Activists with Tar Sands Blockade lock themselves to equipment used to build the Keystone XL pipeline, near Nacogdoches, Texas, November 19, 2012. (Elizabeth Brossa)
One morning in mid-July, I drove north out of Houston at the crack of dawn, three hours up Highway 59 into the cleaner air and dense, piney woods of deep East Texas. It was Sunday, and I was on my way to church.
I’d been up that way before: my father was born and raised in northeast Texas—in fact, my whole family is from Texas—and I’m no stranger to Bible Belt Christianity. But I’d never been to a church like the one where I was headed that morning: the small, progressive Austin Heights Baptist Church in Nacogdoches, which meets in an unassuming building on the edge of town.
Austin Heights was formed as a breakaway congregation in the charged atmosphere of 1968, when its founders could no longer accept the dominant Southern Baptist line on issues of race and war, and it established a lasting fellowship with the leading African-American church in Nacogdoches, Zion Hill First Baptist. The first morning I was there, the Rev. Kyle Childress, Austin Heights’ pastor since 1989 (and the only white member of the local black ministers’ alliance), preached on the Old Testament prophet Amos, who, he noted, was among the favorites of Martin Luther King Jr. Childress began his sermon by reminding us that this year marks the fiftieth anniversary of the protests in Bull Connor’s Birmingham in the spring of 1963 and the March on Washington later that summer, and that one of King’s most-used lines (found, for example, in his 1963 “Letter From a Birmingham Jail” and “I Have a Dream” speech) was a verse from that morning’s Scripture reading in Amos: “Let justice roll down like waters, and righteousness like an ever-flowing stream.”

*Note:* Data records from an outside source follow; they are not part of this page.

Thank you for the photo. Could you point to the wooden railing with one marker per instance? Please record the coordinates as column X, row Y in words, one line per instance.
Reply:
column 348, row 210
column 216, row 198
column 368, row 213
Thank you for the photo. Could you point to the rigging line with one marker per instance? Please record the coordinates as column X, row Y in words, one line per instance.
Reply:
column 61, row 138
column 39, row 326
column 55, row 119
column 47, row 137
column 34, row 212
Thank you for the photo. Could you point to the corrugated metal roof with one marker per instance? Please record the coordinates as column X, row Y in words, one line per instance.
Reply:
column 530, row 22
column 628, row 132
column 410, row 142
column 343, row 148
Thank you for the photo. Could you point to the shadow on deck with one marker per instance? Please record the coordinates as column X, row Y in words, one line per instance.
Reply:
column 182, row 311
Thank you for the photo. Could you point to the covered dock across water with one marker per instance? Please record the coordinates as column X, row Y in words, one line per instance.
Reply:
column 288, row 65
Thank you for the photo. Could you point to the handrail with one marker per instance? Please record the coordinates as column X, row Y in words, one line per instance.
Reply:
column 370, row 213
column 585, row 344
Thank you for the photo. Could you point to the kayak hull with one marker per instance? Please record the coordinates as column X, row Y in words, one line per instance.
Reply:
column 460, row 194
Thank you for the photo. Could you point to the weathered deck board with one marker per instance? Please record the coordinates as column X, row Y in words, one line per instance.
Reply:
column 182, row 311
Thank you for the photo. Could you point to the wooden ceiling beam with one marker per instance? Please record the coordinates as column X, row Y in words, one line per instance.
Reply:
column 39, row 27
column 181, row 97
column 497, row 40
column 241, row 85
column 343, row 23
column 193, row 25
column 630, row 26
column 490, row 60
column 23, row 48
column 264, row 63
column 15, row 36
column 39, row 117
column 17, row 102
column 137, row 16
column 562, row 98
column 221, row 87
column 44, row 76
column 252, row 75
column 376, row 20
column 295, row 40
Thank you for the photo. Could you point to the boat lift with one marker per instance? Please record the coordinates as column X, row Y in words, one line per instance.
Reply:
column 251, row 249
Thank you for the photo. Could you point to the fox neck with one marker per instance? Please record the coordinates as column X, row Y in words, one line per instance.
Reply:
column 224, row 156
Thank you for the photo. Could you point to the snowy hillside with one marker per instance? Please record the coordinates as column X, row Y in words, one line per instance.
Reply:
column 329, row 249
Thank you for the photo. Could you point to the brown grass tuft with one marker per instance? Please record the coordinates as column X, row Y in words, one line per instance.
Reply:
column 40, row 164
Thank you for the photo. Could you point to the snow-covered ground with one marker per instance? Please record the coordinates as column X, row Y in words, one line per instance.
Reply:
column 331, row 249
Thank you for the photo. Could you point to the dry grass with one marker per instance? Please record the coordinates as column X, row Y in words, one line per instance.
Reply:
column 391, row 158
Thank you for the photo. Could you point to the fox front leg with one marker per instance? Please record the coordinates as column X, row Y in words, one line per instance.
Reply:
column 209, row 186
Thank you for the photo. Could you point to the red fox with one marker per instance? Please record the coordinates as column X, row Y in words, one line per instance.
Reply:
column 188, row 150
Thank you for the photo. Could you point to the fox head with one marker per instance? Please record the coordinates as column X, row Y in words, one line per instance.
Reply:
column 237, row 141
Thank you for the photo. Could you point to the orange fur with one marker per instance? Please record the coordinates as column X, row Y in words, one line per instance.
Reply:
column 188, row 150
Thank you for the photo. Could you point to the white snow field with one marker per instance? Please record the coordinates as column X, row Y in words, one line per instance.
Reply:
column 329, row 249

The prophet Amos, Childress told us, was called to be a fierce advocate—among the Bible’s fiercest—on behalf of justice for the poor and oppressed. “Amos’s strong preaching was hard then, and it’s hard today,” Childress said. Just as in Amos’s day, when the wealthy trampled on the poor while worshiping piously in the temples, so today our “programs of care for the poor and needy” are dismantled “with a religious zeal.” Meanwhile, “giant corporations get a free ride. They can diminish people, destroy the earth, pour out climate-changing carbon, all in the interest of short-term profit, and no one can do anything about it.” But Amos knew, Childress assured us, that God is the spring of justice—and that without God, “we are unable to keep up the struggle for justice and goodness and love over the long haul.”
“God calls us to justice, to be a people who embody justice,” said Childress, himself a longtime activist on issues of race, poverty and peace. And yet, as King and all those who fought for civil rights knew, “serving and battling for justice is a long-haul kind of calling.”
Childress—deeply influenced by the likes of Wendell Berry, the late Will D. Campbell and, of course, King—is not a Bible-thumper. He doesn’t shout. Heavyset and ruddy-faced, with a whitening, close-cropped beard, he speaks with a soft, flat West Texas accent. But his voice carries real power and conviction. I would have been impressed with his sermon even if I didn’t know that his words that Sunday morning held a heightened significance for his congregation—not just because of the civil rights history, but because this little East Texas church, which can count perhaps 100 souls in its pews on a typical Sunday, is involved in a new battle. I wasn’t there just to hear the preaching.